If your marriage sadly doesn’t work out, your financial picture could change considerably. First, you may need to instruct a solicitor. You should receive a document setting out a guide to their costs, and then you can move onto the financial settlement.
Legal advice can help ensure you get up-to-date and fair valuations on any property and assets. Remember that this includes your pension fund, which is often a valuable asset, particularly if you’re divorcing later in life.
There are plenty of variables in a divorce settlement, and it can be a particularly emotional time, so ensure you are comfortable with the financial outcome. You may decide, for example, that one of you gets the house, while the other receives the pension – or, that a percentage of a pension will be paid to the other party on retirement. There’s also so-called ‘pension splitting’, where the pension holder gives part of their retirement pot to their former partner and transfers this into their name.
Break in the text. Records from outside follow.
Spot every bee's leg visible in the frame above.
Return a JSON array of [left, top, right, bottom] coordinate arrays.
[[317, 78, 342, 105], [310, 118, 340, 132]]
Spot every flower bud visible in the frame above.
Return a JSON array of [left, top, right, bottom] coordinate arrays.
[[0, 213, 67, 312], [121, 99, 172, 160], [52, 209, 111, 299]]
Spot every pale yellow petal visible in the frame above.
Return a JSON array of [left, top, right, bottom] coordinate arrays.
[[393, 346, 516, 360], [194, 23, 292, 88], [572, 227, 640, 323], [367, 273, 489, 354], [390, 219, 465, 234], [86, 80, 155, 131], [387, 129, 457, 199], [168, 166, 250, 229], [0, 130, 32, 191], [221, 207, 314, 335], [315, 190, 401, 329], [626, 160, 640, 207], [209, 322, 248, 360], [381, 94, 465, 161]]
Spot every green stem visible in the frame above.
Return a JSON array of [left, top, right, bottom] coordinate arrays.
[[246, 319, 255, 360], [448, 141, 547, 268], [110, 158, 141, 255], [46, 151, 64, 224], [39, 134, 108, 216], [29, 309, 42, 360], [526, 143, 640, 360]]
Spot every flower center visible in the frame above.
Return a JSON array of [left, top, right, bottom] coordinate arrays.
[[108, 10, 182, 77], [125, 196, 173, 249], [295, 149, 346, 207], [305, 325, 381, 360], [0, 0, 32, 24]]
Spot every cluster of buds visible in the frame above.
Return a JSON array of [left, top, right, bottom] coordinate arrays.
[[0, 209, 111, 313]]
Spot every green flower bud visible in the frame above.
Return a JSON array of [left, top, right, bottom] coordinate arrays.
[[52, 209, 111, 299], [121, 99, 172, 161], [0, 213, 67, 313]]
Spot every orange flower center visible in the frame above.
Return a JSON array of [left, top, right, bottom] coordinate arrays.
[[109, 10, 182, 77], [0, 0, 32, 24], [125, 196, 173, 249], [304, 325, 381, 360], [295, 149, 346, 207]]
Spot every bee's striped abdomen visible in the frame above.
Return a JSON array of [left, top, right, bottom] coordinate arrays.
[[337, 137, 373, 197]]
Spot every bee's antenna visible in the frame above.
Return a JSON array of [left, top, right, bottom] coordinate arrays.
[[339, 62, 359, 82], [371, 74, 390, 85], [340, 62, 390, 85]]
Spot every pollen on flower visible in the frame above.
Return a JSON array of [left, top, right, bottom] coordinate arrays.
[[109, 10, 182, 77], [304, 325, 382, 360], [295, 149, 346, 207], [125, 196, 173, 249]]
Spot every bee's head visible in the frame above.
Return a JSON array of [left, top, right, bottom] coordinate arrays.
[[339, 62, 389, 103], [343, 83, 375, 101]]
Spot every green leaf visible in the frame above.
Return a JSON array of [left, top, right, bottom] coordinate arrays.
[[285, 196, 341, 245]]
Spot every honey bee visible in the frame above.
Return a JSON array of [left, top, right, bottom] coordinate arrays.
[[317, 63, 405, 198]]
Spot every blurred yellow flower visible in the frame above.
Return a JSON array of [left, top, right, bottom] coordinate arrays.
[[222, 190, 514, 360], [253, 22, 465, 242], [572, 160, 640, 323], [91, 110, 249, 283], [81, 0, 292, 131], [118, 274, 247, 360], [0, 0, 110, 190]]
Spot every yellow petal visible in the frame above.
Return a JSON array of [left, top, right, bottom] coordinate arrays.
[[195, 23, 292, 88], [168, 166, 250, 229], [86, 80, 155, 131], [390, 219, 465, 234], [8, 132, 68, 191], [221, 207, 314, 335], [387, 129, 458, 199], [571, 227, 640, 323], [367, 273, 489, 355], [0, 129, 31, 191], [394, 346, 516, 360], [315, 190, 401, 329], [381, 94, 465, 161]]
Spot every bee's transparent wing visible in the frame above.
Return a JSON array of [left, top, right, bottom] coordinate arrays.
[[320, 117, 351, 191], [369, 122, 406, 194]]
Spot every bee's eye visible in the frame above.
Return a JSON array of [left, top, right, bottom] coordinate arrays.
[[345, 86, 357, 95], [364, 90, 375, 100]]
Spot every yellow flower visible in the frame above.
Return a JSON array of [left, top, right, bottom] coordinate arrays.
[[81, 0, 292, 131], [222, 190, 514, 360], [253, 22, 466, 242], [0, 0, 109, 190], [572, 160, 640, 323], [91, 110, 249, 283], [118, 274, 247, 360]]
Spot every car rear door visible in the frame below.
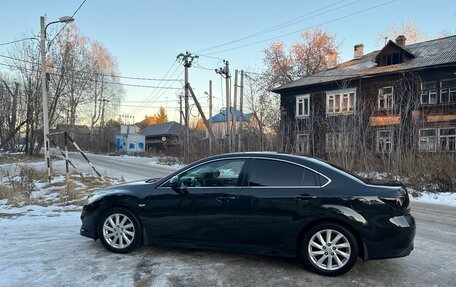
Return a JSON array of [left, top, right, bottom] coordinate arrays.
[[143, 158, 248, 243], [235, 158, 325, 246]]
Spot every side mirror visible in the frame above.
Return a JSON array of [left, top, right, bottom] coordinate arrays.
[[170, 175, 179, 188]]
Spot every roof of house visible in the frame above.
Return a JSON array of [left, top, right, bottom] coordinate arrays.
[[273, 35, 456, 92], [140, 121, 183, 137], [210, 107, 253, 123]]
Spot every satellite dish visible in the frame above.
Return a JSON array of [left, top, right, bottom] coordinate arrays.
[[162, 136, 167, 142]]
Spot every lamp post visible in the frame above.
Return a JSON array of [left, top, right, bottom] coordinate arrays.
[[40, 15, 74, 182]]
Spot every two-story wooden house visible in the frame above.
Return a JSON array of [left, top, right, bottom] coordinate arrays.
[[273, 35, 456, 158]]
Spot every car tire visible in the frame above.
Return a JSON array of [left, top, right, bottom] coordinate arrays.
[[98, 207, 142, 253], [301, 223, 359, 276]]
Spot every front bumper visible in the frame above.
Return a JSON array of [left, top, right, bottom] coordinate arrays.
[[365, 213, 415, 260], [80, 205, 99, 240]]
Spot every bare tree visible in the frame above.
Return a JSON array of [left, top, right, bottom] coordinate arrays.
[[378, 19, 426, 44]]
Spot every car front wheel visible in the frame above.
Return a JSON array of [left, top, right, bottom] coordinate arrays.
[[301, 223, 359, 276], [98, 207, 142, 253]]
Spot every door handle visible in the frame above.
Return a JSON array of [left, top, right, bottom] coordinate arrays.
[[295, 194, 318, 200], [215, 196, 236, 202]]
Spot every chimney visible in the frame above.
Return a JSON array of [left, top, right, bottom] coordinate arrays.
[[327, 52, 338, 68], [354, 44, 364, 59], [395, 35, 406, 47]]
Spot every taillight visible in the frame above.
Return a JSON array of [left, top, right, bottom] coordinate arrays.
[[379, 197, 406, 209]]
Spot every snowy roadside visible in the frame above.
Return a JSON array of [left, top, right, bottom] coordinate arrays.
[[0, 155, 455, 286]]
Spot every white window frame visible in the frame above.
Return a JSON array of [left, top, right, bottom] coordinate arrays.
[[326, 88, 356, 115], [439, 127, 456, 152], [376, 129, 394, 153], [418, 128, 437, 152], [421, 81, 437, 105], [295, 94, 310, 118], [440, 79, 456, 104], [378, 86, 394, 110], [296, 133, 311, 154]]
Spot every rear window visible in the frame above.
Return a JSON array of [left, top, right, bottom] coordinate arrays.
[[248, 159, 318, 187]]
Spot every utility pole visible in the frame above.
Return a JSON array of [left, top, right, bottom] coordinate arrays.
[[239, 70, 244, 151], [40, 15, 74, 182], [233, 69, 238, 152], [99, 98, 109, 142], [178, 93, 183, 126], [209, 80, 213, 154], [177, 52, 198, 158], [187, 84, 215, 142], [40, 16, 51, 182], [215, 60, 231, 152]]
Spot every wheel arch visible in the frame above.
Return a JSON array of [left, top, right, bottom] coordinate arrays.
[[296, 218, 367, 261], [95, 204, 144, 242]]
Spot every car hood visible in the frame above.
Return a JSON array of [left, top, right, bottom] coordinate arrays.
[[86, 177, 162, 203]]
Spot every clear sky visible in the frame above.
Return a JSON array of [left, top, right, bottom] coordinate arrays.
[[0, 0, 455, 124]]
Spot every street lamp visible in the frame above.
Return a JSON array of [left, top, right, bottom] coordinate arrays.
[[40, 15, 74, 182]]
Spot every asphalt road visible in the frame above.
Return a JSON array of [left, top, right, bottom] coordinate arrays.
[[2, 154, 455, 286], [61, 152, 178, 181], [67, 154, 456, 286]]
Remember that you will both be responsible for any debt on credit cards or loans held in joint names. Finally, don’t forget to get a financial consent order, to avoid any disputes over the settlement further down the line.
If you receive money from a family member or friend in their will, it can be tricky knowing what to do with this cash. There are plenty of options. If you’ve debt to pay off, you may want to use this money to get back in the black. Otherwise, you might consider paying of a chunk of your mortgage, or invest for the long-term towards retirement in an investment account.
Whatever you do with the money will depend on your personal circumstances, but you don’t need to rush into a decision. If you’ve lost a loved one, grief could cloud your judgement. You may want to place the money in a savings account, and make a decision at a later date. Remember that savings of up to £85,000 are protected in most UK bank and building society accounts by the Financial Services Compensation Scheme (FSCS).
Hopefully, by the time you reach retirement, you’ve already stashed away a significant sum for your later years. But you’ll have some important decisions to make – and you have more options than ever following the introduction of pension freedoms in April 2015. Until then, the majority of retirees bought an annuity with their lifetime savings. Now, you can do as you wish, which includes drawing cash, staying invested and taking an income. You can also still buy an annuity – or take a mixture of approaches to your retirement income.
It’s worth considering financial advice in the run up to retirement to ensure you make the most of your pension pot, and to avoid subjecting yourself to unnecessary tax charges.